Bu Sinta menerima uluran kertas dari bu Larni, lalu beliau membacanya dengan teliti supaya tidak ada yang terlewatkan. Setelah memastikan tidak ada masalah dalam perjanjian itu, bu Sinta meraih pena yang berada di dekatnya dan menandatangani perjanjian tersebut. Perjanjian sudah ditandatangani, bu Sinta pun mengembalikan perjanjian tersebut kepada bu Larni.
Setelah proses pendaftaran yang tidak terlalu susah selesai, bu Larni mengajak bu Sinta kembali keluar dan menemui orang-orang yang akan menjadi teman-temannya kelak itu. Bu Sinta berjalan di belakang bu Larni dengan menundukkan kepalanya menghindari tatapan mata orang-orang yang sedang melihat ke arahnya.
Bu Larni menghentikan langkah kakinya, lalu beliau menyapa orang-orang yang berada disana terlebih dulu sebelum akhirnya mengenalkan sosok bu Sinta kepada orang-orang disana. Selepas mengenalkan bu Sinta kepada ibu-ibu lainnya, sekarang saatnya bu Larni mengenalkan ibu-ibu itu kepada bu Sinta.
“Yang ada di ujung sana bu Niken,” ujar bu Larni sembari menunjuk ke arah ibu-ibu yang sepertinya berusia lebih tua daripada bu Sinta yang sedang duduk di pojokan sembari memegang sebuah syal berwarna merah. “Kalo yang ini bu Aliyah, teman saya sendiri.” Bu Larni memegang bahu ibu-ibu yang sedang duduk di dekatnya sambil tersenyum lebar. “Kalau yang sebelahnya bu Niken, bu Tia.” Bu Larni mengakhiri perkenalannya. Bu Sinta tersenyum ramah ke mereka semua.
Setelah merasa cukup berbasa-basinya, bu Sinta meminta ijin kembali kepada bu Larni dan ibu-ibu disana untuk pulang terlebih dulu dan pembicaraan dilanjut keesokan harinya karena dalam pikiran bu Sinta saat ini sangat penuh dengan sosok Zahra.

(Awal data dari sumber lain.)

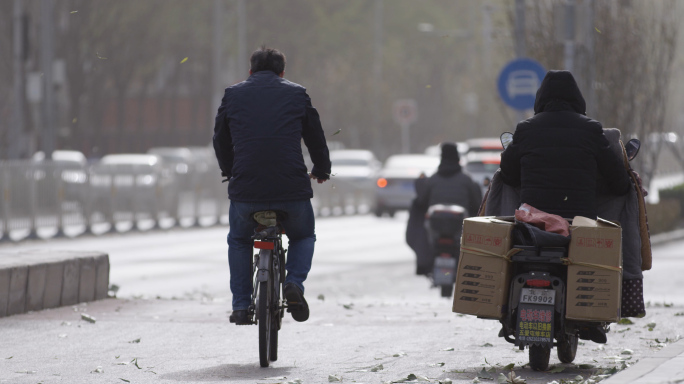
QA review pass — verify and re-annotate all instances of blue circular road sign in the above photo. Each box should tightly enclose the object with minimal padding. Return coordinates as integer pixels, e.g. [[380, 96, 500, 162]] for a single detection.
[[497, 58, 546, 111]]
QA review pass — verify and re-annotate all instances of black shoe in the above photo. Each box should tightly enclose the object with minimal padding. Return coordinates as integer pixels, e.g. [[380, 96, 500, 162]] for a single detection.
[[284, 283, 309, 322], [228, 309, 252, 325]]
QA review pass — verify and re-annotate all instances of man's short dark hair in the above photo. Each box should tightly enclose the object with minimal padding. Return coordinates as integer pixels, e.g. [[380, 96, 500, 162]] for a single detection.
[[249, 45, 285, 75]]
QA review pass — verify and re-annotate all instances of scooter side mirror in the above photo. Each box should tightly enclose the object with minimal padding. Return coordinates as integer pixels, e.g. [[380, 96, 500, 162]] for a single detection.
[[499, 132, 513, 149], [625, 139, 641, 161]]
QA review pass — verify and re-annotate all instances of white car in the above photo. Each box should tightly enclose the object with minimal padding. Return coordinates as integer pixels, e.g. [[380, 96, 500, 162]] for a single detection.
[[330, 149, 382, 181], [464, 152, 501, 196]]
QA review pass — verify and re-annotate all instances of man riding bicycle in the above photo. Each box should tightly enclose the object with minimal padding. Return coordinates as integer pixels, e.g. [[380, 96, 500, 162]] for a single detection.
[[213, 46, 330, 325]]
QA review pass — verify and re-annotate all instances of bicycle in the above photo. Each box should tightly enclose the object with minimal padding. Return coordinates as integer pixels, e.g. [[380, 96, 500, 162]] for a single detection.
[[248, 211, 287, 367]]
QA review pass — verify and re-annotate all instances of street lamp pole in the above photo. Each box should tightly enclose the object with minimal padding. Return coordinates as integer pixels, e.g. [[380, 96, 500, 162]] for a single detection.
[[10, 0, 26, 160], [40, 0, 55, 159]]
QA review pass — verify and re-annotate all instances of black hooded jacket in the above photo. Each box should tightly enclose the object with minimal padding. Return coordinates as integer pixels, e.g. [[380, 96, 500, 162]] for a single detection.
[[501, 71, 630, 218]]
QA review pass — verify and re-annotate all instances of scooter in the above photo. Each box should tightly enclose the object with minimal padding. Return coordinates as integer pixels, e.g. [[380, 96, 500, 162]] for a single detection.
[[425, 204, 468, 297], [492, 132, 640, 371]]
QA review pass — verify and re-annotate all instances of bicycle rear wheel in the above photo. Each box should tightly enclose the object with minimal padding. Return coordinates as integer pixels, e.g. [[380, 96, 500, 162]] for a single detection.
[[257, 279, 273, 368]]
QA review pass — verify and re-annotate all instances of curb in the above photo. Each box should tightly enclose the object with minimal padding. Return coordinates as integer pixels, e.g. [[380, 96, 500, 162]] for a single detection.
[[0, 250, 109, 317], [651, 228, 684, 245], [601, 341, 684, 384]]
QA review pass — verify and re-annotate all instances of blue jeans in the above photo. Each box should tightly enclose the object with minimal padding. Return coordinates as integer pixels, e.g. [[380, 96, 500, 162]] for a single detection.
[[228, 200, 316, 310]]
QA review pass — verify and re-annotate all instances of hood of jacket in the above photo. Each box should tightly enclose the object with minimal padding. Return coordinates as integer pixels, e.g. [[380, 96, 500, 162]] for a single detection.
[[534, 70, 587, 115]]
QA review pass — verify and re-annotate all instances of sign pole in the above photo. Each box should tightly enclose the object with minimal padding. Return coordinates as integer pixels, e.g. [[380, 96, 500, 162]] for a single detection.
[[401, 122, 411, 153]]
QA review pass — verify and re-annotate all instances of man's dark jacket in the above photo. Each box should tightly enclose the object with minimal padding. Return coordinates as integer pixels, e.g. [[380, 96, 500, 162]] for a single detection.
[[214, 71, 330, 202], [501, 71, 630, 218]]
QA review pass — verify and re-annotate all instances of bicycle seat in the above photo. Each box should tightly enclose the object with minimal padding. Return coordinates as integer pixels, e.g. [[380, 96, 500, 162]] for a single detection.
[[252, 210, 286, 227]]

“Oh iya maaf Bu, baiklah kita lanjut besok saja,” bu Larni terlihat sedikit salah tingkah. “Ibu-ibu tukar nomor telepon dulu saja, supaya bisa saling menghubungi,” lanjut bu Larni.
Dengan sedikit tegesa-gesa, bu Sinta memberikan nomor teleponnya kepada bu Aliyah yang posisinya paling dekat dengannya. Setelah merasa kewajibannya sudah terpenuhi, bu Sinta lagi-lagi berpamitan dengan mereka semua.
Bu Sinta berlari-lari kecil menuju mobilnya yang diparkir di depan sanggar, sambil merogoh saku jaketnya untuk mengambil kunci mobilnya. Setelah bu Sinta berada di dalam mobil dan duduk manis di bangku pengemudi, beliau mulai menyalakan mesin mobilnya, dan melajukannya dengan kecepatan cukup tinggi.
***
Mobil sedan berwarna putih yang dikemudikan bu Sinta mulai memasuki garasi rumahnya. Setelah mematikan mesin mobilnya, bu Sinta langsung menghambur keluar tanpa mengambil tasnya terlebih dulu, karena pikirannya akan Zahra sudah kemana-mana, apalagi tadi pagi, suami bu Sinta sempat berkata kalau beliau akan pulang lebih cepat dari biasanya, dan bu Sinta takut sekarang suaminya sudah sampai di rumah dan sedang mencari-cari keberadaannya.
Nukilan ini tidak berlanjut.